Bulb shines disturbing light on current account market

The energy company found current account switching has actually enhanced the power of the industry's big guns and wants to prevent something similar from happening in its market

James Moore
Chief Business Commentator
Friday 08 December 2017 17:30 GMT
Have the bigger banks emerged as the winners from easier current account switching?
Have the bigger banks emerged as the winners from easier current account switching? (AP)

The challenge laid down by challenger banks hasn’t proved quite as challenging to the industry's establishment as policymakers might have hoped, at least according to figures ferreted out by energy company Bulb.

Using data provided by payments company Bacs, which oversees the current account switching service, Bulb found that smaller banks made a net loss of 176,063 customers over the last four years.

During the same period the big guns HSBC, Barclays, Lloyds, RBS and Santander, made a net gain of 218,092.

Notwithstanding the fact that the last named of those would have you believe that it’s a challenger, it’s still a striking finding.

But at this point you’re probably asking what on earth it has to do with an outfit like Bulb? Well switching, and encouraging it, is all the rage in energy at the moment where, as with banking, ministers and regulators are keen to see a little competitive vim introduced into the market to break the dominance of the big six providers and provide a better deal for the consumer.

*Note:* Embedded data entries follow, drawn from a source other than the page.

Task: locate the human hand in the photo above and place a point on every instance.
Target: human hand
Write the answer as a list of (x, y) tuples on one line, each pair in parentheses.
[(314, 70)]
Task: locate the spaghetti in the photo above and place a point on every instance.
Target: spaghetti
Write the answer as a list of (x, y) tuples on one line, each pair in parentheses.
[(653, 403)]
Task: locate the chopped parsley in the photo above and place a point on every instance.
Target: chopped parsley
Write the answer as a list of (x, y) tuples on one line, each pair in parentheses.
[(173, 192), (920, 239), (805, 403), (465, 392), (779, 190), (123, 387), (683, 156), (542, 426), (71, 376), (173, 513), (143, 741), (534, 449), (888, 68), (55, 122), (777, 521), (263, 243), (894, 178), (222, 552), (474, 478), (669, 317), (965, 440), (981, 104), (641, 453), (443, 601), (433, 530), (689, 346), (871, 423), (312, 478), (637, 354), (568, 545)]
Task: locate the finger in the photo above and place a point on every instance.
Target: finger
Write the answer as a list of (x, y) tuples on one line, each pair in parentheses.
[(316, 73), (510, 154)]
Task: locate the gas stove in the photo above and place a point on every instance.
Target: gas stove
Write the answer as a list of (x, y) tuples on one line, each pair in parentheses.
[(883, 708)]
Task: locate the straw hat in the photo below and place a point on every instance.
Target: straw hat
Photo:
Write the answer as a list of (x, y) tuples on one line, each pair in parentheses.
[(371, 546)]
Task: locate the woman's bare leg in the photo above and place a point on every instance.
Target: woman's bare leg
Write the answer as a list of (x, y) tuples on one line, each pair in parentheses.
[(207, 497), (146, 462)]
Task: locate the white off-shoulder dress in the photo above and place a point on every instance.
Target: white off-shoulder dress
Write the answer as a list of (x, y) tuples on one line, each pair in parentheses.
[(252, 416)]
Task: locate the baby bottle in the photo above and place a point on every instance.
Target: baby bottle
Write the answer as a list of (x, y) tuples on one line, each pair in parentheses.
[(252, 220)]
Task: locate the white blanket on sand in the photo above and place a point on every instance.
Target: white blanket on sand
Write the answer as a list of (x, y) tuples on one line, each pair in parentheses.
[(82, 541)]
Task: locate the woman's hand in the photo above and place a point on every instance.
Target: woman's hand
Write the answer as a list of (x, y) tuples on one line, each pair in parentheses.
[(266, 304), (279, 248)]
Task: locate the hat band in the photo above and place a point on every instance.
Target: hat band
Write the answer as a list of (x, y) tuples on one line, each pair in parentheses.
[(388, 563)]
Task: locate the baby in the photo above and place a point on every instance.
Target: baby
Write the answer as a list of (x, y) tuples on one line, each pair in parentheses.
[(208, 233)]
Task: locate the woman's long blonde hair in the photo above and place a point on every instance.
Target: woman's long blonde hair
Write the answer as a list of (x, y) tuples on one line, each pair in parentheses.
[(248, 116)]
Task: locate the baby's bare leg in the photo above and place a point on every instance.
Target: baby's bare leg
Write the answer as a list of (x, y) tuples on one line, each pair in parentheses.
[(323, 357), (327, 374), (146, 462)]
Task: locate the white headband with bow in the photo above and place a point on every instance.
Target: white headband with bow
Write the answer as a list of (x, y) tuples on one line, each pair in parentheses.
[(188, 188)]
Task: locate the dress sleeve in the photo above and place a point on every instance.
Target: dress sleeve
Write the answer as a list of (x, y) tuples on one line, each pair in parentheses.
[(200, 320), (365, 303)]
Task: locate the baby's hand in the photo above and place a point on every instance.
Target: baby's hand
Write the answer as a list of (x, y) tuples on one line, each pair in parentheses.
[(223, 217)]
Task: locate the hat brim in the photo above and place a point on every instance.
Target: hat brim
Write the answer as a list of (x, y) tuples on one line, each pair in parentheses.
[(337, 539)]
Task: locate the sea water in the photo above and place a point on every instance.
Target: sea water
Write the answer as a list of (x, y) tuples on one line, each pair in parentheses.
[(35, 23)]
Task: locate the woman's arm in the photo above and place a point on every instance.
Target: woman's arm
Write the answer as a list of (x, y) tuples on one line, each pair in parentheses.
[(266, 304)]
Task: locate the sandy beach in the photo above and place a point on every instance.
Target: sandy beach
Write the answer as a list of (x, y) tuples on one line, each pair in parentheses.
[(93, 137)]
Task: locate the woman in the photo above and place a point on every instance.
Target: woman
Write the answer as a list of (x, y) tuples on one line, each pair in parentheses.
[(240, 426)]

In a submission to energy watchdog OfGem it argues that the big banks responded to launch of the switching service by deploying large advertising budgets and promotional offers to keep customers in their grip.

It points to the Lloyds owned Halifax’s launch a £100 one-off switching incentive plus £5 a month if a customer stays in credit. Or how about HSBC’s First Direct, which Bulb says upgraded its switching offer from £100 to £125 to coincide with the service's launch.

Bulb uses the information to insist that Ofgem “must ensure that any switching service should consider extra information for customers to make informed choices”.

This, it argues, should consider “price, renewable energy mix, and customer service quality” if the regulator wants to avoid the big guns using their financial clout to squeeze the smaller operators out.

I wouldn’t disagree with part of that thesis. The provision of such information would be worthwhile. It’s just the sort of thing I’d like to see before jumping in with a new supplier.

OfGem should also be wary of British Gas owner Centrica’s promise to axe pricey standard variable tariffs in favour of an emergency tariff, which looks very much like a standard variable tariff by another name. Centrica has also tabled proposals to reform the market to make life easier for, you've guessed it, Centrica and British Gas.

However, it’s notable that the big six, of which British Gas is one, don’t exactly feature prominently in the best buy tables provided by YouSwitch, which already facilitates energy switching. So Bulb wouldn’t appear to have all that much to worry about as things stand.

Where it may have done us all a valuable service is in its highlighting of a potential problem in banking, where the big guns would appear to be tightening their dominance of a market in which they had more power than was healthy before easy switching got started.

The people overseeing that market at the Financial Conduct Authority, and perhaps those at the Competition & Markets Authority too, should pay every bit as much attention to what Bulb has had to say as OfGem should.